Case report
A 10-year-old girl with 2 months of recurrent epistaxis, fatigue, and severe cardiomegaly was referred for a cardiology consultation (Fig. 1).
Physical examination revealed a short stature, 93% saturation, a bulged left hemithorax, palpable apex beat, fourth left intercostal thrill, pulmonary grade IV/VI systolic murmur with a metallic second heart sound. Electrocardiogram showed right ventricle (RV) hypertrophy with volume and pressure overload. Echocardiogram showed no atrial septal defect (ASD) (Fig. 2A), severe right atrium and ventricle enlargement (Fig. 2B), pulmonary pressure estimated by tricuspid regurgitation of 98 mmHg plus atrial pressure (Fig. 2C and D), and mild biventricular dysfunction.

Figure 2 A: echocardiographic assessment intact atrial septum (white arrow). B: severe enlargement of the right chambers, the apex is given by the RV (white arrow). C and D: mild tricuspid regurgitation (PG 98 mmHg). RV: right ventricle.
A contrast-enhanced tomography (CT) was performed with a 256-slides somaton definition flash tomograph non-gated protocol, 4.5 mSv radiation, and 1 mL/kg contrast dose, which showed mixed partial anomalous pulmonary venous return (PAPVR). There are two veins: the left inferior pulmonary and one from a small segment of the right lung draining to the left atrium (Fig. 3) and the rest of the left pulmonary circulation drained by independent vessels through a collector on the innominate vein (Fig. 3A-D). The rest of the right pulmonary circulation was divided in three veins draining to the superior vena cava (SVC), severe RV and pulmonary artery (PA) dilation was documented (Fig. 3E), and no ASD was observed.

Figure 3 A: multiplanar tomography in coronal view showing severe RV and main pulmonary artery (MPA) dilatation, the RSPV is connecting with the SVC (white arrow). B: transverse view demonstrating the two small left and right PV that drain into the LA. C: volumetric reconstruction demonstrating the LPV ascending with the VV draining into the innominate vein (arrows). D: volumetric reconstruction in a posterior view where the 2 PV draining to the LA are seen (arrows). E: severe enlargement of the SVC and the shunt of the of the RSPV to the SVC. RV: right ventricle; RSPV: right superior pulmonary vein; SVC: superior vena cava; PV: pulmonary vein; LA: left atrium; VV: vertical vein.
Right heart catheterization revealed a mean PA pressure of 63mmHg, 24 WU of pulmonary vascular resistance, and 24 WU of systemic vascular resistance, with 1:1 relation using 21% of O2, and under 100% of O2, the pulmonary vascular resistance dropped to 7.5 WU and with NO they dropped to 3 WU demonstrating a good response to vasodilaton.
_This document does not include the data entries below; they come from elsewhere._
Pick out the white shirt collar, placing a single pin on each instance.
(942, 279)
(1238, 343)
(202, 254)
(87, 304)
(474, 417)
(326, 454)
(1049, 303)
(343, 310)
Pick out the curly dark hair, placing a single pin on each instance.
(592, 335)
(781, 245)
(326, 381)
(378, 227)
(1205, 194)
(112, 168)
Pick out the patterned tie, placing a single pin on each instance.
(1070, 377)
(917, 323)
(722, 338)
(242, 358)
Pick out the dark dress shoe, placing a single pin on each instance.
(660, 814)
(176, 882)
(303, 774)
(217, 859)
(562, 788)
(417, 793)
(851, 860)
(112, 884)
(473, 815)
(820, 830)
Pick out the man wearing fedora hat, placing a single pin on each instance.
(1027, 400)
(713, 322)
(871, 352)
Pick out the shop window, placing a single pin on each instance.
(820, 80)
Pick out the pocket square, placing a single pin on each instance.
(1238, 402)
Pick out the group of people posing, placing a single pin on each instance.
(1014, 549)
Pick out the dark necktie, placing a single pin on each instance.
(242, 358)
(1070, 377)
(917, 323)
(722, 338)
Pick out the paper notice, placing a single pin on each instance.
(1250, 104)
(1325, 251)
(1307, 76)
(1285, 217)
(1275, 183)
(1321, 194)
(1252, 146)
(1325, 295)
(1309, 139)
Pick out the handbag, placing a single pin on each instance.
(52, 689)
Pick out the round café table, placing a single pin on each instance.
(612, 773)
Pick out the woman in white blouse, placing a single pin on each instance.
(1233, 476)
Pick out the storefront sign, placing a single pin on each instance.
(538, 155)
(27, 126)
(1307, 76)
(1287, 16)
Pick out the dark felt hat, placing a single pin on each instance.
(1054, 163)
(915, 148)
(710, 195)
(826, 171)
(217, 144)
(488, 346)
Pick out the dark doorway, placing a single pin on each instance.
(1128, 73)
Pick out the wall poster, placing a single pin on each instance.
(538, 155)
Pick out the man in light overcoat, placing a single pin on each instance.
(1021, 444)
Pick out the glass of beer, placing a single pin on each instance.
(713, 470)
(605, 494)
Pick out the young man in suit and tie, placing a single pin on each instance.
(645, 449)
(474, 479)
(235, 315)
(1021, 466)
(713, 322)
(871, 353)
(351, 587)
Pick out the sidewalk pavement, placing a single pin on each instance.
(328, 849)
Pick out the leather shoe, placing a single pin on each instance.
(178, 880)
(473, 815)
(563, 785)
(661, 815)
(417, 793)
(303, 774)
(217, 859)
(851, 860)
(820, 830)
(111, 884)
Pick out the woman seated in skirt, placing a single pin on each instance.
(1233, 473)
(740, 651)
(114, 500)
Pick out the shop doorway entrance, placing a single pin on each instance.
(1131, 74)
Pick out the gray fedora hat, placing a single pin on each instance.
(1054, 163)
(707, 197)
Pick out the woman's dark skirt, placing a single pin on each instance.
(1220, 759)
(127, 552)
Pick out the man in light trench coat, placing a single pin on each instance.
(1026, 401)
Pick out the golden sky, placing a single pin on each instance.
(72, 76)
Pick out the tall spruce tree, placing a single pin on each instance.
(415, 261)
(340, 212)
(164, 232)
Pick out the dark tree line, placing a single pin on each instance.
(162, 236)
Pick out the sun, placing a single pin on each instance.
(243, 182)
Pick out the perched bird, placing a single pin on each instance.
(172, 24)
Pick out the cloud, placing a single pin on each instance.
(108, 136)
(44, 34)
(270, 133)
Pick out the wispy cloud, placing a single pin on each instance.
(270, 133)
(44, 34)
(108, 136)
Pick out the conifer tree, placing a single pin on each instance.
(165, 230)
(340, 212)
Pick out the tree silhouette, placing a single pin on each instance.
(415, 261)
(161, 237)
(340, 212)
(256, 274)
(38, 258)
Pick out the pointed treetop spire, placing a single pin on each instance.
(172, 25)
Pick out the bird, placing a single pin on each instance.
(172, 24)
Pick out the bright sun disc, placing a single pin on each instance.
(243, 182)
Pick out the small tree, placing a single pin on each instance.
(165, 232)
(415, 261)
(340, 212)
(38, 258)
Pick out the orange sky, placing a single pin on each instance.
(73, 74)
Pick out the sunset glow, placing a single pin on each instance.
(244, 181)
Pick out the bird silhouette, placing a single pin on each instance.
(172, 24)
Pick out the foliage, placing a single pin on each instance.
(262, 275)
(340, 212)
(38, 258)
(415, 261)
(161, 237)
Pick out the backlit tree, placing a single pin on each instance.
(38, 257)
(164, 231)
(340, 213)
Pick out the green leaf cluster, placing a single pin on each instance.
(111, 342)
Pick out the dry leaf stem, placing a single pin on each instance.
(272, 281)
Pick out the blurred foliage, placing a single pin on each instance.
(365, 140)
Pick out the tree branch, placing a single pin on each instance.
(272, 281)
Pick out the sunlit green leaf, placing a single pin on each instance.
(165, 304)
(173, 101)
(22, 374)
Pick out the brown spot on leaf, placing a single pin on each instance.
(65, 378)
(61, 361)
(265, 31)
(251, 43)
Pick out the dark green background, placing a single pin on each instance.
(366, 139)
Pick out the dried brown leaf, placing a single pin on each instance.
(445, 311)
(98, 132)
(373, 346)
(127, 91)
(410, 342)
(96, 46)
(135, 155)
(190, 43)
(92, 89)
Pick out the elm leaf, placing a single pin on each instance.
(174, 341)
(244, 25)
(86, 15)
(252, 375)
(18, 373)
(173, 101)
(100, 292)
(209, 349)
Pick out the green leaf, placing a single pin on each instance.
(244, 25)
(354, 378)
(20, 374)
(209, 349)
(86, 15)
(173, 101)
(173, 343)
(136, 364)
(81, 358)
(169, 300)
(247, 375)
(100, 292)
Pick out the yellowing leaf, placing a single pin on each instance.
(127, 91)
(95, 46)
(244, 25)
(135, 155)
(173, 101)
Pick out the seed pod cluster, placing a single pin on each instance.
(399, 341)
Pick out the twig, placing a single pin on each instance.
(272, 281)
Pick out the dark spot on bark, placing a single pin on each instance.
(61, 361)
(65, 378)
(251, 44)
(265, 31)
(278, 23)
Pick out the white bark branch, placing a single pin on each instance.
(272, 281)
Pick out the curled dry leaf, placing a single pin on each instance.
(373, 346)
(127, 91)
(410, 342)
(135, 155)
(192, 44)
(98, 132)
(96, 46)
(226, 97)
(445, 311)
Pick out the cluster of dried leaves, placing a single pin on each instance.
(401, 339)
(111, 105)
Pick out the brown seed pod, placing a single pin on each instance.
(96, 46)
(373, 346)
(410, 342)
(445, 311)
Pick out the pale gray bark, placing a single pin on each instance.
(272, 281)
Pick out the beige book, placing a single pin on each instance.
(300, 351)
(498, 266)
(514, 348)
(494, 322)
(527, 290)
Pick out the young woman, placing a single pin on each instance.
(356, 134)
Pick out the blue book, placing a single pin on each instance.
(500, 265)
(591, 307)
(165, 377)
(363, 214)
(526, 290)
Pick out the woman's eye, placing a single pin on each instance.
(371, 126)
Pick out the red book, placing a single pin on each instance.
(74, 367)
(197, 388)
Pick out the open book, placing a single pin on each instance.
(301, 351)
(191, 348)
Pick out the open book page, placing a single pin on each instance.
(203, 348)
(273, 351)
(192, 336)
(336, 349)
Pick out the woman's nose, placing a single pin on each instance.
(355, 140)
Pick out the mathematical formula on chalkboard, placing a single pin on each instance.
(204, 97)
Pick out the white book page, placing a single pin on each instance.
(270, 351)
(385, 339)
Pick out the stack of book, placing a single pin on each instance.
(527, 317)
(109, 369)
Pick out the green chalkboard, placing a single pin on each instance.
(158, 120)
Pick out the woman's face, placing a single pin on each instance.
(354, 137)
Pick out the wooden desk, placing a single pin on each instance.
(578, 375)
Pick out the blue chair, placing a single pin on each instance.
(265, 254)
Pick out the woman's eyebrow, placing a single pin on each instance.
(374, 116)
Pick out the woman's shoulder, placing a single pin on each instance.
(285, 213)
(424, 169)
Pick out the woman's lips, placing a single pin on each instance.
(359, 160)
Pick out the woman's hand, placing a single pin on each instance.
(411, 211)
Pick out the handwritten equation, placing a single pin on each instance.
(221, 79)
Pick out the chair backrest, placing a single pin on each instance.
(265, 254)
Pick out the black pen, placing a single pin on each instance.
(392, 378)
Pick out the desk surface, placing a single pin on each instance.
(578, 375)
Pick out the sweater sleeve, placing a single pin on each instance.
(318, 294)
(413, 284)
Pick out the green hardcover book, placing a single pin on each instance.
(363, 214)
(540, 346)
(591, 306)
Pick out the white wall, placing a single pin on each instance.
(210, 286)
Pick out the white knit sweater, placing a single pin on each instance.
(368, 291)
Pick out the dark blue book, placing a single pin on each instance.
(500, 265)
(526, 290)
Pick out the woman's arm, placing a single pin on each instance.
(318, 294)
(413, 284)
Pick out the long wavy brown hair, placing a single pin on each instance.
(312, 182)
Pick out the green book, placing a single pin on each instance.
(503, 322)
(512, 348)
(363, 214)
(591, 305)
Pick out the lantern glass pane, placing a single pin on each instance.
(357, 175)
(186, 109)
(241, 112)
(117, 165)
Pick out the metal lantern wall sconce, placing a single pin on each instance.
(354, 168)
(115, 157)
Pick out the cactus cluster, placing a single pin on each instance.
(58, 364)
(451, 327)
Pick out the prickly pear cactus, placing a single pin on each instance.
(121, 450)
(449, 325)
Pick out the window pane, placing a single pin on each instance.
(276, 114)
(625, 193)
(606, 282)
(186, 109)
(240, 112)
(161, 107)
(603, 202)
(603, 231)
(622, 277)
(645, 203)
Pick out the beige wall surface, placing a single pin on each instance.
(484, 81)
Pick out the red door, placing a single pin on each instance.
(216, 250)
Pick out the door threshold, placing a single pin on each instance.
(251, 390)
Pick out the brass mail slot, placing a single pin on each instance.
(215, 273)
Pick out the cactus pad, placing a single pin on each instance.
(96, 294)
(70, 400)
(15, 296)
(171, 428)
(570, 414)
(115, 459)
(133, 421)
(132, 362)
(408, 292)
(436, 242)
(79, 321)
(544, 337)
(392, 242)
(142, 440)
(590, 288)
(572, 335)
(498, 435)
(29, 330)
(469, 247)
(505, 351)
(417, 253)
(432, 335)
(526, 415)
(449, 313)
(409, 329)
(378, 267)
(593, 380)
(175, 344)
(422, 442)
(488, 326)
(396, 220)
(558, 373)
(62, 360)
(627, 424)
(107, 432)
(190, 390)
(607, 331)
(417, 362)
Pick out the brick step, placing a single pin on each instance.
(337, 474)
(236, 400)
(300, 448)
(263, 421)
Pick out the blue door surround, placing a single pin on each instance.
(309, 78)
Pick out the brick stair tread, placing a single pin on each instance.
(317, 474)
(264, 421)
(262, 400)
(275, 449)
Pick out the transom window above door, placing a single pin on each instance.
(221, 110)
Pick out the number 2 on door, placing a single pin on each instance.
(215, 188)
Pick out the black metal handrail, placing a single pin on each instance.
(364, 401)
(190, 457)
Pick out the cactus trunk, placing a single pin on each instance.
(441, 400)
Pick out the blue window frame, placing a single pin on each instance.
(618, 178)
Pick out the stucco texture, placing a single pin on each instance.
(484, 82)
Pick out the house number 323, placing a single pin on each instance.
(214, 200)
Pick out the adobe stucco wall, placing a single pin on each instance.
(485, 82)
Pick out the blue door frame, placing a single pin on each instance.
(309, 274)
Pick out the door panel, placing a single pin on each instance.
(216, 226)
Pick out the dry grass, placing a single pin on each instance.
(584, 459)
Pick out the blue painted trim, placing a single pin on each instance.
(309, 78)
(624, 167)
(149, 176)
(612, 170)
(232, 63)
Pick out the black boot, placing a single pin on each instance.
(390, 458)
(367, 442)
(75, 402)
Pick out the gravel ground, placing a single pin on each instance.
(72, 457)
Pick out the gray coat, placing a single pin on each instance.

However, due to the high surgical risk, the family refused surgical treatment; therefore, diuretics and bosentan were commenced. A septostomy was also performed to decompress the right heart, this had little impact on oxygen saturation (90-93%); however, there was a substantial improvement in symptoms returning to NYHA functional class I with mild increase in left ventricle volumes on the cardiac magnetic resonance.
During the general approach, a karyotype confirmed Tuner’s syndrome (45-X 16qh+) (50).
Discussion
Turner syndrome has an incidence of one in 2500-3000 newborns.
Our patient had no classic signs (except for short stature), so diagnosis was delayed.
About 50% of Turner syndrome patients present with heart defects, being aortic affection 75%.
The increased use of magnetic resonance imaging (MRI) and CT has permitted other cardiac defects diagnosis, like persistent left SVC and partial anomalous pulmonary venous connection (PAPVC)1.
Our patient had an uncommon PAPVR with supernumerary pulmonary veins on the left side, forming a great collector draining to the innominate vein, three right veins draining to the SVC, and only one vein (inferior left) to the left atrium.
Gutmark-Little et al., using MRI have already reported a 13% prevalence of PAPVR in adult women with Turner syndrome, most of them without ASD1.
To the best of our knowledge, this is the first description of supernumerary pulmonary veins in Turner’s syndrome. There are a few reports of PAPVC in Turner syndrome without surgical repair in which heart failure develops in the fifth decade of life2. While the therapeutic response to the endothelin inhibitor, Bosentan was favorable in our patient, with very limited options after refusing surgical treatment, the long-term outcomes remain unclear3,4.
Conclusion
PAPVC in Turner syndrome can be underdiagnosed and a delayed diagnosis has been associated with an increased risk of PA hypertension and heart failure. In the cases of turner syndrome (TS), particularly with no ASD and progressive right-sided cardiac dilation and/or heart failure, careful assessment of pulmonary vein anatomy should be obtained.